With lifetime membership, shoppers can buy goods online using the overseas address as a shipping location.

The items can be stored in a warehouse for up to 21 days, allowing shoppers to bundle together a number of parcels to minimize shipping costs.

Q-Post said it aims to get parcels delivered “within five to eight working days” and has an online tracking system.

Parcels can be up to 1.5m in length and the maximum length plus girth cannot be more than 3m.

Shipping costs

Q-Post has a different fee structure from Aramex, though both charge an initial “lifetime” membership fee.

However, according to the Peninsula, Q-Post will waive its QR99 fee (Aramex costs QR164) and also give 30 percent off on the base charge for a customer’s first shipment.

According to Q-post’s website, delivery charges will be based on the weight of the package.

Photo for illustrative purposes only.


Photo for illustrative purposes only.

There’s a minimum charge of QR129.60 for the first item up to 500g, plus an additional fee of QR4.6 per 100g thereafter, for goods shipped from the US.

Items from the UK cost QR133.25 for the first package plus QR2.9 per extra 100g.

Q-Post’s basic fee for a parcel up to half-a-kilo is around three times the price of that charged by private rival Aramex (QR43 plus a QR10 inspection fee).

A 2kg parcel posted from the UK to Qatar would cost QR158 with Aramex, but QR176.75 with the new Q-Post system.

But the fee structure for heavier packages is different, with Q-Post charging per 100g while Aramex bases its costs in 500g increments.

And with Q-Post there is no base-rate charge for second and subsequent packages, which are charged according to the total weight of the delivery – making it cheaper for customers to bundle multiple parcels together in one consignment.
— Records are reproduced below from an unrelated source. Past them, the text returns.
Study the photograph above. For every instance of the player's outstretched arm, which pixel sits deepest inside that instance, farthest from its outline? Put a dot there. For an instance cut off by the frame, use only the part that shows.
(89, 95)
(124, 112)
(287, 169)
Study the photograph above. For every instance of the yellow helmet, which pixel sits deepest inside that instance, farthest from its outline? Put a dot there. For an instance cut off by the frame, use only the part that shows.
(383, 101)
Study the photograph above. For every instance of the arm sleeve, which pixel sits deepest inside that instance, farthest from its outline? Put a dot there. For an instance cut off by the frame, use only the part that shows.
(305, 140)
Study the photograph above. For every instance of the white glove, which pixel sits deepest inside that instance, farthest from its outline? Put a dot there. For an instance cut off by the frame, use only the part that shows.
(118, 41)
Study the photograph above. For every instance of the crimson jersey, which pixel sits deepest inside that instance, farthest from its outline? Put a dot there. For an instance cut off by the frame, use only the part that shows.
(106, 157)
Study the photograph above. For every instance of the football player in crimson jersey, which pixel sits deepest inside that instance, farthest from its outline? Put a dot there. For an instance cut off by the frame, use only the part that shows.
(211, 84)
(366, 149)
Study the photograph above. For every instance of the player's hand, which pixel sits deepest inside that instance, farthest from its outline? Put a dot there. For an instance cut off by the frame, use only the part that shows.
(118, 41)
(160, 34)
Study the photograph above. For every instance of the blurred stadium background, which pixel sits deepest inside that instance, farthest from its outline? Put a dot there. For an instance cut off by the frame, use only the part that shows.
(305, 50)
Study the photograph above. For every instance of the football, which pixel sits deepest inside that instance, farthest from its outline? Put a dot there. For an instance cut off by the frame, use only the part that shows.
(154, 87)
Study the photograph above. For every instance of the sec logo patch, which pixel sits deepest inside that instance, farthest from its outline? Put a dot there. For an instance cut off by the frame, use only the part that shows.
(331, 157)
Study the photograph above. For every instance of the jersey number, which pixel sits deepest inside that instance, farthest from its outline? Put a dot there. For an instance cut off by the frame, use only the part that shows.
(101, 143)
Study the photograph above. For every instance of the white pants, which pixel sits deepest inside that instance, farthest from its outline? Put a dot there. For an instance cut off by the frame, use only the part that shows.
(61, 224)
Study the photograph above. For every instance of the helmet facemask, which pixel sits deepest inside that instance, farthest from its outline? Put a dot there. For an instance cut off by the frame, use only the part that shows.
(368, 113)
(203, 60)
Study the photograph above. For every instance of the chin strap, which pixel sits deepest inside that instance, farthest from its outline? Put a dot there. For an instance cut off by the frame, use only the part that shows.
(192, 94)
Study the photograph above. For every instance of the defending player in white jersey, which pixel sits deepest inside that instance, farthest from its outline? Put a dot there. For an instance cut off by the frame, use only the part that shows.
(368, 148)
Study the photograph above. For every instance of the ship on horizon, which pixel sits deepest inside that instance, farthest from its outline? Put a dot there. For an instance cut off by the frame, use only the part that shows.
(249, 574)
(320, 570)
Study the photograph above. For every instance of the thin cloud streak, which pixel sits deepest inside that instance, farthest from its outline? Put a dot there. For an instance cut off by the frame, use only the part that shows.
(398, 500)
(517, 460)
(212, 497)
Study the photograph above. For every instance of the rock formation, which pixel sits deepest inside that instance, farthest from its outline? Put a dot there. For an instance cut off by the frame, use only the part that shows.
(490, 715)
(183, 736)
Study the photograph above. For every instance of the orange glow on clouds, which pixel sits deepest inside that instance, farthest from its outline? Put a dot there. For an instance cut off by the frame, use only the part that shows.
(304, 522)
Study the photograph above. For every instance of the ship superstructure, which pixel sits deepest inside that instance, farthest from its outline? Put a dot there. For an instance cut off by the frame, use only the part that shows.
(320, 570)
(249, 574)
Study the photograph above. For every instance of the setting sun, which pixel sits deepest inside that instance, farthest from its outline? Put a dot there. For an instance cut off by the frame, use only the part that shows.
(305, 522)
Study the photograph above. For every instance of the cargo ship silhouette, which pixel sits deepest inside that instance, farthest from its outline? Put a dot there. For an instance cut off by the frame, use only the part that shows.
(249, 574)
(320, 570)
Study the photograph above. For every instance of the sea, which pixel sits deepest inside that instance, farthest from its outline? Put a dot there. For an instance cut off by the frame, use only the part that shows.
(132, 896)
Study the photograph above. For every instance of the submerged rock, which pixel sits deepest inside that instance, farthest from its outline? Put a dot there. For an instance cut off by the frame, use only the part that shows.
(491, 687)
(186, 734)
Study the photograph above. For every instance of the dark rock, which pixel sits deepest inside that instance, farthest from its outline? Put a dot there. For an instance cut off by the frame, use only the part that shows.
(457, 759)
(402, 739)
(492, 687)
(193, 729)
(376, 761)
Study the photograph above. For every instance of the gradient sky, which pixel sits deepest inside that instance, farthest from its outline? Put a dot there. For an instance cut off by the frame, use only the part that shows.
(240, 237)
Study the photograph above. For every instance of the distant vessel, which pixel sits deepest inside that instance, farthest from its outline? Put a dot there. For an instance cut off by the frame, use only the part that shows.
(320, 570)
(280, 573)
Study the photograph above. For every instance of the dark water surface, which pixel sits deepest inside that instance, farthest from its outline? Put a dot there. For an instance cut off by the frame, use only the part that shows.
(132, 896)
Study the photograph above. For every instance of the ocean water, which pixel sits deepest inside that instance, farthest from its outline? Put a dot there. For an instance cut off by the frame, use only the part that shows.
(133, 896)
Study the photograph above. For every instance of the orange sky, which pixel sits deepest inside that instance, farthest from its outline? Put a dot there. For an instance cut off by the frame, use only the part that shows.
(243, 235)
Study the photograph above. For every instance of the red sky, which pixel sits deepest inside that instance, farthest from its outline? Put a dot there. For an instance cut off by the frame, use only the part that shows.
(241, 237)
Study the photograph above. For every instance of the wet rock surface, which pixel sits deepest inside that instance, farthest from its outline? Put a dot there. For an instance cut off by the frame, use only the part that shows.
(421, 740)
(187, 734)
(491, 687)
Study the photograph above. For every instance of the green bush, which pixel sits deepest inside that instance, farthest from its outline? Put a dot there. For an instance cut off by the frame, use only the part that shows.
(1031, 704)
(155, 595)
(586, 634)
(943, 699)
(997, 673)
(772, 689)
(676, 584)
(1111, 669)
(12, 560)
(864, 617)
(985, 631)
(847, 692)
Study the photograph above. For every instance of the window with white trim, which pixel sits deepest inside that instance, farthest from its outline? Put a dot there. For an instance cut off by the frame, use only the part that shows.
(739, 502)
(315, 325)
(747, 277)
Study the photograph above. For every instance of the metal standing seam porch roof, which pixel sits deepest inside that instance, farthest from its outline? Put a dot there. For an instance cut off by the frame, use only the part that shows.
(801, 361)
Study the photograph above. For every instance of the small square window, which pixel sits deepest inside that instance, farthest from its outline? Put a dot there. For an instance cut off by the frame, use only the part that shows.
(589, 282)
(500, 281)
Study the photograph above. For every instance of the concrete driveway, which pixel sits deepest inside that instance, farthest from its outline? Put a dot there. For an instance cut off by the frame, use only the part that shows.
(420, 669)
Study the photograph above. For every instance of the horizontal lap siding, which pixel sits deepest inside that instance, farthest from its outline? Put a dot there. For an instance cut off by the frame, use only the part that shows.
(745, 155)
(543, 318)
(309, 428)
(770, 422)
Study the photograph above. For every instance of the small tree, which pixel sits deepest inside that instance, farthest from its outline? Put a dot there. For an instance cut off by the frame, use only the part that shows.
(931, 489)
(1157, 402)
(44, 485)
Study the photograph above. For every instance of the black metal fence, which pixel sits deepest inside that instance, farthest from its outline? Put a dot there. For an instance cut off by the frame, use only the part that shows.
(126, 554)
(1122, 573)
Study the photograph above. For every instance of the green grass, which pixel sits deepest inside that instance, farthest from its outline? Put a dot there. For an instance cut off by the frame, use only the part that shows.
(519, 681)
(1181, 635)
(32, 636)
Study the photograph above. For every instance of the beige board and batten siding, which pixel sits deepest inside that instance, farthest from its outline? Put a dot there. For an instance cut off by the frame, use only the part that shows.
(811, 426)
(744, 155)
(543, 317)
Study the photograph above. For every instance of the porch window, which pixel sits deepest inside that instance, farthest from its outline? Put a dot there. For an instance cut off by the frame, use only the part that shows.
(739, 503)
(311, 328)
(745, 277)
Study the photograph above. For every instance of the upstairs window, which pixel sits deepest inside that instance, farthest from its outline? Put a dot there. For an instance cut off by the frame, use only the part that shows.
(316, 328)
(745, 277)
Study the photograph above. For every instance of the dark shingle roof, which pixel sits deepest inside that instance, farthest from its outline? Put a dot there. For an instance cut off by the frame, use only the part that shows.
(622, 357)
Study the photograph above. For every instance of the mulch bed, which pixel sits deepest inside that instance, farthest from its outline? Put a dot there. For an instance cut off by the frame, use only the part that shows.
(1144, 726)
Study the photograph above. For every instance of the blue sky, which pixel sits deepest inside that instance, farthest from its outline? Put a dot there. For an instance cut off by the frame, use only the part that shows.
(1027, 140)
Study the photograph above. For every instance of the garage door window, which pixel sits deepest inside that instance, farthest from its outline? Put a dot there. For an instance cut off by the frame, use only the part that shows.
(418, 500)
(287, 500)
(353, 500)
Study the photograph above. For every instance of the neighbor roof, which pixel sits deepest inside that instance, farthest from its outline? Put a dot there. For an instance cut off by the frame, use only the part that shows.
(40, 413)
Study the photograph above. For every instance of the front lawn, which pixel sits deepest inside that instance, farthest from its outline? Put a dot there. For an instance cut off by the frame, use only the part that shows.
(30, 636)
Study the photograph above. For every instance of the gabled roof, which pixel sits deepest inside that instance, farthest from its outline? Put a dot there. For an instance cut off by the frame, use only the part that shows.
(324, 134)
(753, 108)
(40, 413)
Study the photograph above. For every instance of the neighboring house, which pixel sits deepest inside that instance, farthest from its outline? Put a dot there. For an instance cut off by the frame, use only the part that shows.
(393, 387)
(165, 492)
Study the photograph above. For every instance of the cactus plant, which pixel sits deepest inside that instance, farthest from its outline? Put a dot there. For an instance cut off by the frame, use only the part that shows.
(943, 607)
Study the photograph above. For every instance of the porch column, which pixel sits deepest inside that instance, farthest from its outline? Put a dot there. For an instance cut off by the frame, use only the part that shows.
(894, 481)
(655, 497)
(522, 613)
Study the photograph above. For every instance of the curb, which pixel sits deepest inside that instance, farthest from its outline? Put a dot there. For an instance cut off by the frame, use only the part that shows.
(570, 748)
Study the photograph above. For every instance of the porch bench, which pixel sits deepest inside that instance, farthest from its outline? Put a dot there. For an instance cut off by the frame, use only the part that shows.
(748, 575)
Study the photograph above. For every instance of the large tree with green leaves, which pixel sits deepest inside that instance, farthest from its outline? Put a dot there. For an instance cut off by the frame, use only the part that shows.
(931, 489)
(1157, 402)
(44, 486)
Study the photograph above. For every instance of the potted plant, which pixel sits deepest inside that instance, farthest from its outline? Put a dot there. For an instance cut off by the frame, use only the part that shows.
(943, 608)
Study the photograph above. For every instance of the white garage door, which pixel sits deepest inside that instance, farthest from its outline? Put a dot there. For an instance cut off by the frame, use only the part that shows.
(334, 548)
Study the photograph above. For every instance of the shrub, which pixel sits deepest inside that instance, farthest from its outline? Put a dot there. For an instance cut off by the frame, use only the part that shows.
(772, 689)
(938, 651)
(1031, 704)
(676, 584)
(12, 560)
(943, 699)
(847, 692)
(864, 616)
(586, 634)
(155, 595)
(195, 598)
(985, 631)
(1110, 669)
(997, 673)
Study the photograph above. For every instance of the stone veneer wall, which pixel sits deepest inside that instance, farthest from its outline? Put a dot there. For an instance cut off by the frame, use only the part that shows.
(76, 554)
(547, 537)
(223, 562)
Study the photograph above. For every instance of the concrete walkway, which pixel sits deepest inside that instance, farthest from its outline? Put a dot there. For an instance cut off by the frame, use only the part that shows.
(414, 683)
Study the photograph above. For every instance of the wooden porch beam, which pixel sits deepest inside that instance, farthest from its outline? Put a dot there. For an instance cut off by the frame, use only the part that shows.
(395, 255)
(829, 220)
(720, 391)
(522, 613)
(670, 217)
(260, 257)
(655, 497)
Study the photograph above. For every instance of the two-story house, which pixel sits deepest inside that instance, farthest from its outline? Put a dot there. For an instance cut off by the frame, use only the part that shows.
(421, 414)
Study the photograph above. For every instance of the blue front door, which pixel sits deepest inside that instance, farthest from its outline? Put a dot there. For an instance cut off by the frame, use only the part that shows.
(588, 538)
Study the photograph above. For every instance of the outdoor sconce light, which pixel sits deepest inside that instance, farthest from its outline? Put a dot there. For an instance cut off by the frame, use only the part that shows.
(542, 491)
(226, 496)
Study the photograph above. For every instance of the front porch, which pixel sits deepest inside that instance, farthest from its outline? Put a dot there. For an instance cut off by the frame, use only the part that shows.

Al-Naemi has previously said that Q-Post would play a central role in the country’s expanding e-commerce market, which is expected to grow to US$2.2 billion by 2019, up from $1.2 billion last year.

The launch of the new service comes amid a broader e-commerce strategy in Qatar to introduce more competition, which would lower prices and improve service.

Despite the sector’s rapid growth, only 14 percent of Qatar’s residents shop online compared to a regional average of 27 percent, according to ictQatar.

Would you use the new service? Thoughts?

Note: This article has been corrected to state the actual costs of a 2kg shipment from the UK to Qatar.